What causes mouth soreness?

There are many conditions that can cause the mouth to be sore. Infections, mouth ulcers, diabetes and being deficient in some vitamins and minerals can all cause burning sensations in the mouth. These conditions cause signs that can be identified by a specialist in the mouth, with x-rays or on blood tests. Treatments such as antibiotics and anti-fungals medicines should not be used unless an underlying infection has been carefully identified.

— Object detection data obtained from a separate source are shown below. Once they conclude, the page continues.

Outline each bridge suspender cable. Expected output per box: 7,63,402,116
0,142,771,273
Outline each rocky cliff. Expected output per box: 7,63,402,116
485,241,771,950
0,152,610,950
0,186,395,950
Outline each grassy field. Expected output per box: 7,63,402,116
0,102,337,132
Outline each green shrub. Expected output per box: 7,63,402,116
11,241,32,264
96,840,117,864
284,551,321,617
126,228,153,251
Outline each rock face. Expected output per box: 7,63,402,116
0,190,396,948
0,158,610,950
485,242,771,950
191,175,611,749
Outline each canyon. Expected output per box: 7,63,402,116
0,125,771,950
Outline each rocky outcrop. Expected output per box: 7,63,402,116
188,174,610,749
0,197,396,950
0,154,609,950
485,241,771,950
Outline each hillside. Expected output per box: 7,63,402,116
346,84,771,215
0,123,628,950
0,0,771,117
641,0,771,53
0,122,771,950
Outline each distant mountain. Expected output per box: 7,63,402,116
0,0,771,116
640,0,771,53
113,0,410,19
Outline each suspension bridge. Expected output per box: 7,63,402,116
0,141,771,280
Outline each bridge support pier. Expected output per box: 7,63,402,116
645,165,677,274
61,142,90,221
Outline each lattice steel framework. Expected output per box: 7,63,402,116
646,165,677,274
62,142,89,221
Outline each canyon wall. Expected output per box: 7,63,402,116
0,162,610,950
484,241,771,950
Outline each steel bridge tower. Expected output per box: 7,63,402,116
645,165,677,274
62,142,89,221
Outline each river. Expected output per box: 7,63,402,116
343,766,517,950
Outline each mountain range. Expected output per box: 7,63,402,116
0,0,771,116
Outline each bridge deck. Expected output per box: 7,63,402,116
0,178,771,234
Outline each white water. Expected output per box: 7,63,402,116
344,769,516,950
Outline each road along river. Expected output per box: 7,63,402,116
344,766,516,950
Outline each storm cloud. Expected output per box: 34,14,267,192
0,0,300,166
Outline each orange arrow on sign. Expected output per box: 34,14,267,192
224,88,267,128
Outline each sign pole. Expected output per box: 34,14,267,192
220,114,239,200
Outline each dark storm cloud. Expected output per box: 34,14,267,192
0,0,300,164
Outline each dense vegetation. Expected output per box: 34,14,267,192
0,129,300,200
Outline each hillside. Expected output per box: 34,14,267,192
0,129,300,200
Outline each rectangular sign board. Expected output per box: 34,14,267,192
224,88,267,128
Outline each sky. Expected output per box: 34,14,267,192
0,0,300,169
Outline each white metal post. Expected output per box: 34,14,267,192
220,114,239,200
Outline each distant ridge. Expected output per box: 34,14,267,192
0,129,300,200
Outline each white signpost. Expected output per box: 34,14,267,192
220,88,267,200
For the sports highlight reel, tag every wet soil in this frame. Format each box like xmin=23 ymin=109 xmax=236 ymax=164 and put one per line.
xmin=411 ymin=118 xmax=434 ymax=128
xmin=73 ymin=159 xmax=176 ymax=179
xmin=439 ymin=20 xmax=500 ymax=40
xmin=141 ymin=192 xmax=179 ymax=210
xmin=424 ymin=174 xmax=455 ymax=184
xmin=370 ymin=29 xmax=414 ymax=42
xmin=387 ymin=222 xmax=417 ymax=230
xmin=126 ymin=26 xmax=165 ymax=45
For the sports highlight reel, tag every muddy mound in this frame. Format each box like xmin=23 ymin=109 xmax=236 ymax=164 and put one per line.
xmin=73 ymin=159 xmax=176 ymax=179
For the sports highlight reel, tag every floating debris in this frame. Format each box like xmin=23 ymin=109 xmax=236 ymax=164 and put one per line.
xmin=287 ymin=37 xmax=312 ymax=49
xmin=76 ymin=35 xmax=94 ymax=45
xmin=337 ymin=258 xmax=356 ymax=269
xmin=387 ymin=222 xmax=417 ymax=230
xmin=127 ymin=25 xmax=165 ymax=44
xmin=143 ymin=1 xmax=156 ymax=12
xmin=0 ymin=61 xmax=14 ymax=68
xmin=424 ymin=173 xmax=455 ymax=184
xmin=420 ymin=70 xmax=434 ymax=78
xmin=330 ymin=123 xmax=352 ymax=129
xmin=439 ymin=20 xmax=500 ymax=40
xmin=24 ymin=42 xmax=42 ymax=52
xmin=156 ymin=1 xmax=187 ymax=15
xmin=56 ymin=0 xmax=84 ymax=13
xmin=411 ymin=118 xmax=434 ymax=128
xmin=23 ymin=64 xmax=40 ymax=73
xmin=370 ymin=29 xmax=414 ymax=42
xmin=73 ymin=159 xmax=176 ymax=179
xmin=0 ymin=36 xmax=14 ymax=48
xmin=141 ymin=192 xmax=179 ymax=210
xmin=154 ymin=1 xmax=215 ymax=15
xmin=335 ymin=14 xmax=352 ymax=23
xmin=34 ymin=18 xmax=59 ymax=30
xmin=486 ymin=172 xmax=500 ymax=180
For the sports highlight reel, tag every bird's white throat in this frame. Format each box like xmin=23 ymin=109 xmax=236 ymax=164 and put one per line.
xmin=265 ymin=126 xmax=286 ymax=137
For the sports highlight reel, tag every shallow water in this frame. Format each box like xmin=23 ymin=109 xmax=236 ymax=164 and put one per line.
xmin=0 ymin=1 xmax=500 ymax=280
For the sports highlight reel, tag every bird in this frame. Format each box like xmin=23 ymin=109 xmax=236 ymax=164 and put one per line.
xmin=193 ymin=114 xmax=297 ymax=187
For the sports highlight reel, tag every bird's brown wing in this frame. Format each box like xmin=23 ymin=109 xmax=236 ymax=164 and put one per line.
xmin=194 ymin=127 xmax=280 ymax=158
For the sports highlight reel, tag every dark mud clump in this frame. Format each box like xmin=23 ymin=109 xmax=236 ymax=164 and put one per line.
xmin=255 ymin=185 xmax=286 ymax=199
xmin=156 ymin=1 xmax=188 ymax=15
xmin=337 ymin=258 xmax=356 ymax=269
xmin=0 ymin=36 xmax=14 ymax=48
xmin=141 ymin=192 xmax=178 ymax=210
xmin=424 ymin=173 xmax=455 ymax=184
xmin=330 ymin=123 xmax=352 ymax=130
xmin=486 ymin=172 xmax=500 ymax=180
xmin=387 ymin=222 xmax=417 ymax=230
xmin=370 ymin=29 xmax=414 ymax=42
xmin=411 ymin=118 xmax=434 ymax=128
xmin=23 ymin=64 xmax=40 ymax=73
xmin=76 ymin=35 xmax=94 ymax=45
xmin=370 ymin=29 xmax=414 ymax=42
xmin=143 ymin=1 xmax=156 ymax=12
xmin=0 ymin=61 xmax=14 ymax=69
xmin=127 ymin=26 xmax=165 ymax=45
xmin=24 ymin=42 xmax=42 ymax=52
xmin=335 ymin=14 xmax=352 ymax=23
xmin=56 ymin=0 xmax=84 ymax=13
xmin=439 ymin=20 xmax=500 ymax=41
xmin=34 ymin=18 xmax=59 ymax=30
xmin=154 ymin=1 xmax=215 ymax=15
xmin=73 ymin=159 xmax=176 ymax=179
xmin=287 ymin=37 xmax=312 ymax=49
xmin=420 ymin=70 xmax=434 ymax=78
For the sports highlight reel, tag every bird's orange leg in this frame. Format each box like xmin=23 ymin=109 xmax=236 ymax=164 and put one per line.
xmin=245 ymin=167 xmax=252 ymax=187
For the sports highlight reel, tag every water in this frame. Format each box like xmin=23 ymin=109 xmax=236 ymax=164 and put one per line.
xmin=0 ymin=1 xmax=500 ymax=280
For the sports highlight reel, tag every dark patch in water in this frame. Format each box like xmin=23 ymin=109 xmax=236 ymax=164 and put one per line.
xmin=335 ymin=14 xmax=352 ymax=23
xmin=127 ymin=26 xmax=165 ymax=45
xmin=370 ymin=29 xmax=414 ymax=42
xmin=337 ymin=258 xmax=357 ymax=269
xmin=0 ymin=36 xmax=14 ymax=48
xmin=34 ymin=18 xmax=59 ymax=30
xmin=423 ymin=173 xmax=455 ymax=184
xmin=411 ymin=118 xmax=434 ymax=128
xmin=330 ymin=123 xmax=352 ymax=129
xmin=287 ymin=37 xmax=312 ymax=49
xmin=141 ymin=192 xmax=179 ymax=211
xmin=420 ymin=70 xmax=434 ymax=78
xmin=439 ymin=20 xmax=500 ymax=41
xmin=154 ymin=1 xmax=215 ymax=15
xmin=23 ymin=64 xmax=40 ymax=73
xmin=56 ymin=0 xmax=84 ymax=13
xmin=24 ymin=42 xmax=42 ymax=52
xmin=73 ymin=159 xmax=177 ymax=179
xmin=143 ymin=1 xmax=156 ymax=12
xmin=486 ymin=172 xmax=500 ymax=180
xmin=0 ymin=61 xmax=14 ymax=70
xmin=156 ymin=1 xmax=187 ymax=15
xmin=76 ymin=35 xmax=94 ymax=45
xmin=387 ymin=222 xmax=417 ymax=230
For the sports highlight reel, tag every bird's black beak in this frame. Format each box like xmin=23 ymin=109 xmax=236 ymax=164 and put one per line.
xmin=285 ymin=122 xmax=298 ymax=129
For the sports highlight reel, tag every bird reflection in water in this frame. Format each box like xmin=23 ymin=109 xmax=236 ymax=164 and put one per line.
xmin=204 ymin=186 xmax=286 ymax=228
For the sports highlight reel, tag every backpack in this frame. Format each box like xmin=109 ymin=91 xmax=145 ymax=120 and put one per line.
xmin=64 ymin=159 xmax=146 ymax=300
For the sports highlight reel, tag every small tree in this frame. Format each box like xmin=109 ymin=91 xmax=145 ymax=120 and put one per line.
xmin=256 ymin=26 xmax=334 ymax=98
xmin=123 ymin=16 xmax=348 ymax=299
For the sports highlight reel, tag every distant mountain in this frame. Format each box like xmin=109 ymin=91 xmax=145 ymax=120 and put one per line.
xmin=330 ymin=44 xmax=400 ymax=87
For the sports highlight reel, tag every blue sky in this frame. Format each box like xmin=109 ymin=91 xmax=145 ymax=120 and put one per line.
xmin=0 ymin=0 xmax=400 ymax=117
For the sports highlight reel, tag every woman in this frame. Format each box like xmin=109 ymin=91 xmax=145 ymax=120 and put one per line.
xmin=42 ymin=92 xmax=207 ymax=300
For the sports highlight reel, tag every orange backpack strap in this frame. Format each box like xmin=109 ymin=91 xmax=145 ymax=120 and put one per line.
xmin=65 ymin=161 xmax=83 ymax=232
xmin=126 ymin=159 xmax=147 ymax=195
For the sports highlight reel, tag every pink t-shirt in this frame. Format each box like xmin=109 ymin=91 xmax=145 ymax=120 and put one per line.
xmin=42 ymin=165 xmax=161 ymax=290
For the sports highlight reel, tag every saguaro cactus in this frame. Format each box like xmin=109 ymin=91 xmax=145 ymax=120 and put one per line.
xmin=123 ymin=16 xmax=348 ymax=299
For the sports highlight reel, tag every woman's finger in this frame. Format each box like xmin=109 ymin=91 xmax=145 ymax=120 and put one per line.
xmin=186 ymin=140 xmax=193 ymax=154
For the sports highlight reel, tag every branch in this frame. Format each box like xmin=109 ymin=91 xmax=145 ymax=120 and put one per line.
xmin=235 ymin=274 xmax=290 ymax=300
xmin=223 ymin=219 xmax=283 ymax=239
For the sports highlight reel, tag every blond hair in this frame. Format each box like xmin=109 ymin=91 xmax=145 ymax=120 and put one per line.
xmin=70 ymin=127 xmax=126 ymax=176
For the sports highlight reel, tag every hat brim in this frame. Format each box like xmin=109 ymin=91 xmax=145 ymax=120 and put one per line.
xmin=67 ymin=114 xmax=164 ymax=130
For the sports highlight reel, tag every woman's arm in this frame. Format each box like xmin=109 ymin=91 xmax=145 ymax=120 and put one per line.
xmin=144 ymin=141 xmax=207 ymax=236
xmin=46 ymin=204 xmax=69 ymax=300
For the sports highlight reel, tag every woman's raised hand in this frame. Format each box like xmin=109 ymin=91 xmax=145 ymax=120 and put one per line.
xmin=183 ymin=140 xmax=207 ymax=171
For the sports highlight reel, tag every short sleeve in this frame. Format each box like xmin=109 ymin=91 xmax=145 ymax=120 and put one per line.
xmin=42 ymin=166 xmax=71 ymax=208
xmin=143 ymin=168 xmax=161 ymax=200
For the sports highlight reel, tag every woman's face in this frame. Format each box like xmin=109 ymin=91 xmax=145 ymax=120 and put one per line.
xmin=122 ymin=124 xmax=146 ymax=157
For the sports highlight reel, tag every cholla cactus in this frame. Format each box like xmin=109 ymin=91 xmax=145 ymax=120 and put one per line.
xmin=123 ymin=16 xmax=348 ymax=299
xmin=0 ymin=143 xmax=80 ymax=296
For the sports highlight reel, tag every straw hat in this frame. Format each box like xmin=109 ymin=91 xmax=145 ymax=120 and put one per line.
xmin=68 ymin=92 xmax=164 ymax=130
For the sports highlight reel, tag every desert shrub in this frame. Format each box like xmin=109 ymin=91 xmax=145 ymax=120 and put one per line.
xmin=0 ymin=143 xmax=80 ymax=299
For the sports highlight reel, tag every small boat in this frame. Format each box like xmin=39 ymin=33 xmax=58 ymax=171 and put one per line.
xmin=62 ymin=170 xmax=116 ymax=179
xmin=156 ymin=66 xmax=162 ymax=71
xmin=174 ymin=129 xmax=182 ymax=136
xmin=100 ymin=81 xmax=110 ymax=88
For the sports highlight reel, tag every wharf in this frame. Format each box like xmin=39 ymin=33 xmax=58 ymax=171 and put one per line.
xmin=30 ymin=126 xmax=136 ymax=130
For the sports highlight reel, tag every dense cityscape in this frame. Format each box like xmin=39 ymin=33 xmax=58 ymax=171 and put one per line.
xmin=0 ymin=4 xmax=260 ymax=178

In oral dysaesthesia or burning mouth syndrome, the causes listed above have been ruled out. There are no signs of disease or infection inside the mouth. We do not know the precise cause of oral dysaesthesia or burning mouth syndrome. There have been associations with hormonal changes, psychological distress and changes in mood but these are not considered to be causes of altered sensation in the mouth. We do know that when a burning or painful sensation persists in the mouth, changes occur in the nerves of the mouth as well as in the pain processing areas of the brain. The nerves of the mouth can send faulty signals, which the pain centres of the brain find difficult to interpret. This results in uncomfortable sensations in the mouth even though there is no obvious cause for them. Anxiety, stress and even being concerned about the discomfort are common and these can make the sensation worse, resulting in a vicious circle.

Is it common?

Oral dysaethesia and Burning mouth syndrome are relatively common, affecting roughly one percent of the population. They affect women more often than men, and tend to affect people in their forties, fifties and sixties more than other age groups.

What does it feel like?

The sensations experienced in burning mouth syndrome and oral dysaesthesia vary from person to person and may affect any part of the mouth. Often the mouth feels uncomfortable or different rather than painful. Feelings of burning are common but do not have to be present. The sensations of soreness, dryness and altered taste are common. Sometimes it may feel as though the mouth or breath smell different as well.

What can make it better?

The treatments available for burning mouth are aimed at trying to make the mouth feel more comfortable. Many people are understandably very concerned about the sensations in the mouth. Often, simply understanding what is happening and knowing that it is not dangerous makes the mouth feel more comfortable. Local anaesthetic sprays and mouthwashes can also make the mouth feel more comfortable for short periods of time. When this is not sufficient, treatment is based on psychological techniques to help to manage the discomfort and medicines to calm down the faulty nerve signals. These treatments may take time to work, but are the most effective techniques to help to make the mouth feel better.